So my first question about how LGBT couples spend or could spend Valentines and got these answers:

Tammie Tam Go: Celebrate it as you wish–in private or in public–your money is as good as the next couple’s.

Dr. Holmes: In fact, practically all said: “Same as any hetero couple,” which and of course, for LGBT couples out of the closet, why not?”

So I changed my question to: How would LGBTs couple who have yet to come celebrate Valentines, I got two sorts of answers:

Many gave some really good advice:

Angelina Sparks Kanapi: If they can’t come out yet, they can still go out…and make that no touch, no display of affection an enticing foreplay for when they’re finally some place all to themselves. Secrets make hot foreplay.

Dr. Holmes: God, Angelina, you must be a terrific sex partner, so imaginative!

Eric Manalastas says: Plan to meet in a relatively far away but romantic location? Be playful and imagine yourselves as spies who have to keep your true identities secret. The point is, you want to keep your relationship a secret — which can be burdensome and tiring. So why not reframe it and make it playful, possibly even glamorous and adventuresome?

Eric Manalastas: Or a more pragmatic option, is to double date with another same-sex couple, let’s say the opposite sex, so that Tom asks out Ellen and Dustin asks out Portia (or the women can ask the men out, whatever works). And then “swap” partners. So there’s safety and camouflage in numbers, but you’re helping another couple out.

Brenda Alegre adds: Many LGBTs feel the comfort of V-day activities when they are in a big number meaning when they immerse with friends. So a throng of gay men and women as one big group in a group date might enjoy that big company and guaranteed to have more laughs than a serene date for two. For those who are not out, they may look for online resources to meet likeminded souls and then date discreetly.

In addition, Brenda gives us options for transmen and transwomen:

Brenda Alegre:
Lesbians and Transgender Men and their partners: The butch lesbian may buy the girlfriend flowers and chocolates and book a room in a hotel or go to movies and concerts.

Transwomen: Those who look stereotypically cisgender may find it way easier because they can blend in as a cisgender heterosexual couple. People may not suspect anything else and might find that more acceptable so these transwomen may feel more comfortable in their public dates.

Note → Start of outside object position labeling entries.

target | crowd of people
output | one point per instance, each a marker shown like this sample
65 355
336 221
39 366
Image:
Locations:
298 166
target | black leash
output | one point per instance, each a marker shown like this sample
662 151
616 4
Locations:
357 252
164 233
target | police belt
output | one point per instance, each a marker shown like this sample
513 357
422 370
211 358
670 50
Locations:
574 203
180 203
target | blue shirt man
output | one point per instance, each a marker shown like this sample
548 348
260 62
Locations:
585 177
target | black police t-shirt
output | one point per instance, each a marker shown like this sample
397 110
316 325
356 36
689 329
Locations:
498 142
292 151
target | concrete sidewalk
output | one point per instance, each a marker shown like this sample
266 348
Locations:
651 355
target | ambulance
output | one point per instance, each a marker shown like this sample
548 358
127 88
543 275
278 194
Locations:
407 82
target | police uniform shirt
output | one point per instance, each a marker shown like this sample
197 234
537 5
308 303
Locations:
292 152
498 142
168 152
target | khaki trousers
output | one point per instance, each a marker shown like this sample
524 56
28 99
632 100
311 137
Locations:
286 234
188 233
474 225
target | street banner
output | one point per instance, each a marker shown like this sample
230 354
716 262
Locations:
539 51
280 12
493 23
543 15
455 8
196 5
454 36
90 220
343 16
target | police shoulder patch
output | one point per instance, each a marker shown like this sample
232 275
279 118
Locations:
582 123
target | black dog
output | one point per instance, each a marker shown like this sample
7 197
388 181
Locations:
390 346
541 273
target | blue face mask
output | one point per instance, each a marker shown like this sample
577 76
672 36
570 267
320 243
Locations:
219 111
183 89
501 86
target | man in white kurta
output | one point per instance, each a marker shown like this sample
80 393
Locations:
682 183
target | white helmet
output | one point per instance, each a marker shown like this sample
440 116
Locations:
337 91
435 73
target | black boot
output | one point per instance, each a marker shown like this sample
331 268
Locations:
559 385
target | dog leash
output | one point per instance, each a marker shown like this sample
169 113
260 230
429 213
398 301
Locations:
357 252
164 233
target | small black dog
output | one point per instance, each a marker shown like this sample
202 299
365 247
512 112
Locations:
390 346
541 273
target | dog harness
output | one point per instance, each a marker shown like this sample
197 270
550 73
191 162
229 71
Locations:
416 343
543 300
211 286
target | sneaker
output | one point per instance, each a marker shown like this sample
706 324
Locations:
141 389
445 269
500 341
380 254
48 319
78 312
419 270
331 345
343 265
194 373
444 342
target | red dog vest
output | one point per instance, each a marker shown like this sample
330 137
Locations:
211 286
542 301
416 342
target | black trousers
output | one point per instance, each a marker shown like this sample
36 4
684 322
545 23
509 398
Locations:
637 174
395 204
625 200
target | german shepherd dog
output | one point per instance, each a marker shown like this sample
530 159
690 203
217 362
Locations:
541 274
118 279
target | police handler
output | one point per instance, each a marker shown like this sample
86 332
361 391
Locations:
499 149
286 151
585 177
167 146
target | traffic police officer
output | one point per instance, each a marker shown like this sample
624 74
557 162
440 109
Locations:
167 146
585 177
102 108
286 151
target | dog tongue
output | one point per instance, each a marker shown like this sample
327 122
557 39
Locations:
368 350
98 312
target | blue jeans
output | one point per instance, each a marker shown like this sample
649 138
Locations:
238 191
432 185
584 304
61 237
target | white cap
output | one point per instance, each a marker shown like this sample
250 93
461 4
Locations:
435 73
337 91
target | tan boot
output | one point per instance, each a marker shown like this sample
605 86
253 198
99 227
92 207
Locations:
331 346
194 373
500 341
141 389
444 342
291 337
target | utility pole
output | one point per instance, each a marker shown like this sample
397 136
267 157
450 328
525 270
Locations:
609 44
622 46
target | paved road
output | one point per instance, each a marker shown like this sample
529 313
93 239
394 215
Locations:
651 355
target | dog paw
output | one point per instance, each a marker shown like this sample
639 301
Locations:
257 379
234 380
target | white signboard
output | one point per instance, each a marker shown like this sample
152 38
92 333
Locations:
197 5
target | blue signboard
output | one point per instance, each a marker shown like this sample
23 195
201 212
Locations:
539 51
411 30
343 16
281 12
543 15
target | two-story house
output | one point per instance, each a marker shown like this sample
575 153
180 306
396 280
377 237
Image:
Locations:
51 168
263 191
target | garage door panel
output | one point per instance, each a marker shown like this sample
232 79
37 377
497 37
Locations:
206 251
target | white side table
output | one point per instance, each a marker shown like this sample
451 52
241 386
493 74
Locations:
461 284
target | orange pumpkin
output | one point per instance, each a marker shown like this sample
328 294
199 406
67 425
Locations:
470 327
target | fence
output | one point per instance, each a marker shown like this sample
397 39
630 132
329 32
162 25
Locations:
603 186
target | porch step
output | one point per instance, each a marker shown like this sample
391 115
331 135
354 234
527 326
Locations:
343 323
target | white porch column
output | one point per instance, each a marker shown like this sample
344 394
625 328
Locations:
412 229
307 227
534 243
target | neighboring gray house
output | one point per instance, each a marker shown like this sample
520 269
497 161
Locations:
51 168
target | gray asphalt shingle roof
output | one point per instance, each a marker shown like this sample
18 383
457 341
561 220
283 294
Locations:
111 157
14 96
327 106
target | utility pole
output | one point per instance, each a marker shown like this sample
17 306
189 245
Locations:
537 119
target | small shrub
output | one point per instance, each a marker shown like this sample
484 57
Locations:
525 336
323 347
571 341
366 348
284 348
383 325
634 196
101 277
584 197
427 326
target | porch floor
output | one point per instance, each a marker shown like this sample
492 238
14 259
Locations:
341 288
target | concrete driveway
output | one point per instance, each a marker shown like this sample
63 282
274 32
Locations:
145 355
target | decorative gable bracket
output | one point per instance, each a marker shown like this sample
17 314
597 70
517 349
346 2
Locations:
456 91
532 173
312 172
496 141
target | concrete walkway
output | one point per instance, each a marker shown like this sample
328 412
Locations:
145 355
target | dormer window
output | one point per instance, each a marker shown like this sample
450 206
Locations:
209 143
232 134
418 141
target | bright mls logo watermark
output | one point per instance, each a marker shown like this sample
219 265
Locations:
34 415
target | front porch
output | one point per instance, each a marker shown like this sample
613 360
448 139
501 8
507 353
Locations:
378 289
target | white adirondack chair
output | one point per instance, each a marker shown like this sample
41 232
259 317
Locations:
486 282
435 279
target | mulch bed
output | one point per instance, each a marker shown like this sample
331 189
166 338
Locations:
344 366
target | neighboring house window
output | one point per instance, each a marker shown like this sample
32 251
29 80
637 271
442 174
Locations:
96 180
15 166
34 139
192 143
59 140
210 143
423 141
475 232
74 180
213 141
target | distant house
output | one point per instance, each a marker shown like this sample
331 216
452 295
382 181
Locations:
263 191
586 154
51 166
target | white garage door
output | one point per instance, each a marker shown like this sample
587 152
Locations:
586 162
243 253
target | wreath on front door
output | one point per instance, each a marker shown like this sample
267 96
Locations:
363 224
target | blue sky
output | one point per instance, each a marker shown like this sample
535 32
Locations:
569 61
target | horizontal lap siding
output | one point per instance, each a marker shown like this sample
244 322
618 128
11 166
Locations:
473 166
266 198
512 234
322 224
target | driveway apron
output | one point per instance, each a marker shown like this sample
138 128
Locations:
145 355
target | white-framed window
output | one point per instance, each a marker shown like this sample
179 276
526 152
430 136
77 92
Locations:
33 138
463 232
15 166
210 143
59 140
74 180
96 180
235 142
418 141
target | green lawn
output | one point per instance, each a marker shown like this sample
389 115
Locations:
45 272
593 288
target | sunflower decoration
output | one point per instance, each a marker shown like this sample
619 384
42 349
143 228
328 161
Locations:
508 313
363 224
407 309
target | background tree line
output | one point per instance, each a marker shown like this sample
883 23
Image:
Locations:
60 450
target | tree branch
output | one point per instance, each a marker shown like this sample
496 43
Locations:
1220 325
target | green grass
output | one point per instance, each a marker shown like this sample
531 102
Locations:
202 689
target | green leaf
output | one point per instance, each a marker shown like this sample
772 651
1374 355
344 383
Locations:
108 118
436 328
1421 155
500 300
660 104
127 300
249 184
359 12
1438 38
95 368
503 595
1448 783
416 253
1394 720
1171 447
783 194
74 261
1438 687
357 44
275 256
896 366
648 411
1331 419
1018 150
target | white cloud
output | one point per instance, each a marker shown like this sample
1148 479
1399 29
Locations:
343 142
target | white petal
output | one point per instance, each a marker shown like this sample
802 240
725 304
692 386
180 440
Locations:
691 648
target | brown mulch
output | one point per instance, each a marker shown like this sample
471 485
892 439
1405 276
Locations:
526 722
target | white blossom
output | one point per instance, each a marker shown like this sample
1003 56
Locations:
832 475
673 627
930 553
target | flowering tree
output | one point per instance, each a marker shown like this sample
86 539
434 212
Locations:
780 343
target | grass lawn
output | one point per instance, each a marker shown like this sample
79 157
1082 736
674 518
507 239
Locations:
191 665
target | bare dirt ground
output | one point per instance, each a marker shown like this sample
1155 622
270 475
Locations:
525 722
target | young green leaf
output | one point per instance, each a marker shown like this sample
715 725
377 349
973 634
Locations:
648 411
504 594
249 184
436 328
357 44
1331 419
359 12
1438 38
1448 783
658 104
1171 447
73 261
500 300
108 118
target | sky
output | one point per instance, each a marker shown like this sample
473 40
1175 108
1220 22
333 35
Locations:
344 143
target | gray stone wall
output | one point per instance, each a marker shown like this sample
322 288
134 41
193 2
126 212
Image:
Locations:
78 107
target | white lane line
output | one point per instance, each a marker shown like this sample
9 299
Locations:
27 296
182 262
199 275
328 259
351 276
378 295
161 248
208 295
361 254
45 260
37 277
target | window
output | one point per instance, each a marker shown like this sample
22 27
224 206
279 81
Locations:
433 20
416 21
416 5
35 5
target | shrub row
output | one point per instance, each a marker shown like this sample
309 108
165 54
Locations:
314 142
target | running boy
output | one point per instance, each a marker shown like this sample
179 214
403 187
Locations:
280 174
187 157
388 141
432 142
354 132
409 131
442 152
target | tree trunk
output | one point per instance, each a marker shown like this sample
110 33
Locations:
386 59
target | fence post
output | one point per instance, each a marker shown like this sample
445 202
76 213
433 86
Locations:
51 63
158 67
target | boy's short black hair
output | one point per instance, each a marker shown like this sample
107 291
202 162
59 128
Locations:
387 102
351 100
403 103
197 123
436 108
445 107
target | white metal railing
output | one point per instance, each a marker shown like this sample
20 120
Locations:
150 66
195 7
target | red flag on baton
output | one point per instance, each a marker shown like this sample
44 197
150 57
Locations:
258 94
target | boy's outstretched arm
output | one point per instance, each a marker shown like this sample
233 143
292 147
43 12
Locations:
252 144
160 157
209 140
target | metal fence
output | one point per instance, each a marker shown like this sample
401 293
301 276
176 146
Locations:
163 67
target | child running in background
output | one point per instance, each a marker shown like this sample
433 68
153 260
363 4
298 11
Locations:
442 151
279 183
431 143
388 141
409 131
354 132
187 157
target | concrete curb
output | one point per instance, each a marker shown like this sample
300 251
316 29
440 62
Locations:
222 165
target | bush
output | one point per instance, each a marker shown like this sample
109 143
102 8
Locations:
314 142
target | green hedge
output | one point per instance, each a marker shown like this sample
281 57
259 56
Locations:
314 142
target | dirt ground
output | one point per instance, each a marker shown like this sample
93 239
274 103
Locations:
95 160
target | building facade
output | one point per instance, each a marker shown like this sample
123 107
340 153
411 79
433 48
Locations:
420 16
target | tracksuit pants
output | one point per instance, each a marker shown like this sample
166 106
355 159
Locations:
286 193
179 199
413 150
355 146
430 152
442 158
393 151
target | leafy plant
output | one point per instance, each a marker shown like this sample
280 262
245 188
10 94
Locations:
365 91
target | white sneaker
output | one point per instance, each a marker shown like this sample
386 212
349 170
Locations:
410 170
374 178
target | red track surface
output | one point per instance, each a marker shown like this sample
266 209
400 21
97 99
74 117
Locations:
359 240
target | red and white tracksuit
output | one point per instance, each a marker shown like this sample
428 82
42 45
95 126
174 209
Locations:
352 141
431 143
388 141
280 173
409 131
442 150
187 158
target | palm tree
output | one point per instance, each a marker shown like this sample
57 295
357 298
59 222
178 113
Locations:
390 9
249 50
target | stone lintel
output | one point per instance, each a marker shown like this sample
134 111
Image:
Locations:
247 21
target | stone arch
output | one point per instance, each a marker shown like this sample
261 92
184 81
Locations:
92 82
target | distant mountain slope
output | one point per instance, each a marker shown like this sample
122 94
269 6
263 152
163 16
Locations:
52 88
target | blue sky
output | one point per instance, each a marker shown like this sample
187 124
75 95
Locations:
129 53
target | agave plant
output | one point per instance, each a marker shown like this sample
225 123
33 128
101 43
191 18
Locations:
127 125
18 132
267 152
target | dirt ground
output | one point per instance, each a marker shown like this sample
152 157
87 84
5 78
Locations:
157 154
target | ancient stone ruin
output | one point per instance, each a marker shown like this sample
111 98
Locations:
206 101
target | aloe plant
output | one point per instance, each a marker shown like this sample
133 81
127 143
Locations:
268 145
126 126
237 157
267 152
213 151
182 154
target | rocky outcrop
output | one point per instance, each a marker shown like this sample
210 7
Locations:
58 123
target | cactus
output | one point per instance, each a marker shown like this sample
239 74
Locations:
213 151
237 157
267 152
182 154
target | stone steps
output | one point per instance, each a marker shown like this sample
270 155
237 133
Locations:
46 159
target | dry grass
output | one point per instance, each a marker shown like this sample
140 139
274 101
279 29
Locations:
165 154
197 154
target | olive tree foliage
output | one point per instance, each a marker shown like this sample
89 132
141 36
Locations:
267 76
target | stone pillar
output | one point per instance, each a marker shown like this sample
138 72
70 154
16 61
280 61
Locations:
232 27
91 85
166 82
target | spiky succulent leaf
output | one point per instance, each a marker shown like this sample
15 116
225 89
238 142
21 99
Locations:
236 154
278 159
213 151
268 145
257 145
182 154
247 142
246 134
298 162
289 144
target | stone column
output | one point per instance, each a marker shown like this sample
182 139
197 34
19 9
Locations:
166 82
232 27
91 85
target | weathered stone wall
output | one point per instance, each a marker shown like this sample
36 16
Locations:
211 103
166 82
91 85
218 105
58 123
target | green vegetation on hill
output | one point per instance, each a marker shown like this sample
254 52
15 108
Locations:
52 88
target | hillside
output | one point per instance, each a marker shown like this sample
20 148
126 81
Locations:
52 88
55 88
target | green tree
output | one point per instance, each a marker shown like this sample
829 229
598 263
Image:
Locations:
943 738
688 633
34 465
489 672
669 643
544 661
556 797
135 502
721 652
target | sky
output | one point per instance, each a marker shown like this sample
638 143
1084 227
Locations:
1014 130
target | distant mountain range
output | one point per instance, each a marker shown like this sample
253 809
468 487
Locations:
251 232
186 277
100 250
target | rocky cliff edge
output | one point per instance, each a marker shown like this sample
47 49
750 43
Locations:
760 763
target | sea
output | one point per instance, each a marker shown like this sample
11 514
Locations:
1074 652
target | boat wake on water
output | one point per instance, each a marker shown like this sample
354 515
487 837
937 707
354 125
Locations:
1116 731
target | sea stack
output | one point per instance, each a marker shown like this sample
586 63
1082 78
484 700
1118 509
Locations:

Another sort of answer focused on using Valentines as an incentive to come out:

Jay Calabig: Closets are for clothes and fabulous shoes. Come out people and be proud.

@regiegalvez: Best advice is for them to COME OUT now. Enjoy your rights and freedom as couples. Love is love.

Bert Quibuyen: Make Valentine’s Day as the day to come out of the closet, and then celebrate it in whatever romantic way.

Dr. Holmes: Thank you all, for all your advice and comments. Ideally, an LGBT person shouldn’t need to celebrate Valentines differently from a heteraosexual, but alas, the world hasn’t reached that stage yet. In the meantime, all we can do is give everyone the space to live and let live, love and let love, lust and let lust.